As on their 2010 Musica Viva tour, this excellent choral body began with Arvo Pärt’s Bogoróditse Djévo​, the deft balance and shape of this atmospheric prayer showing evidence of director Stephen Layton’s painstaking preparation. Not that he appeared straight away: the Cambridge singers negotiated the Pärt, Byrd and Purcell anthems as well as the Salvator mundi motet by Tallis without a conductor, singing – as for the entire program – from memory, a remarkable feat of concentration.

Layton took the night’s focus firmly away from past English choral glories to highlight recently-written works, like Trinity favourite Pawel Lukaszewski​’s slow-burn Nunc dimittis​ setting and Joseph Twist’s Hymn of Ancient Lands, written for this tour and giving these singers a congenial, non-challenging vehicle.  

More impressive music-making came through Eric Whitacre’s setting of the E. E. Cummings prayer/canticle i thank you God for this amazing day: a gift for any choir but accomplished with splendid sympathy and commitment by these 35 choristers.

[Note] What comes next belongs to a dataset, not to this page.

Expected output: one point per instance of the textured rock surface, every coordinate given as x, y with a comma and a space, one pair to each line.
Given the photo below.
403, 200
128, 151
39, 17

The main work, Frank Martin’s Mass for Unaccompanied Double Choir, proved a glowing achievement, each movement improving on its predecessor. In the Murdoch Hall’s revealing acoustic, this choir displayed faultless responsiveness and articulation, exposing clearly (for once) the striking interweaving textures of the two bodies involved while negotiating the work’s difficulties with unflappable assurance.

Layton is fortunate in controlling a sterling set of musicians who react to each line but do so with one mind. Hearing the Trinity Choir rather spoils you because they operate at such a high, sustained level of excellence.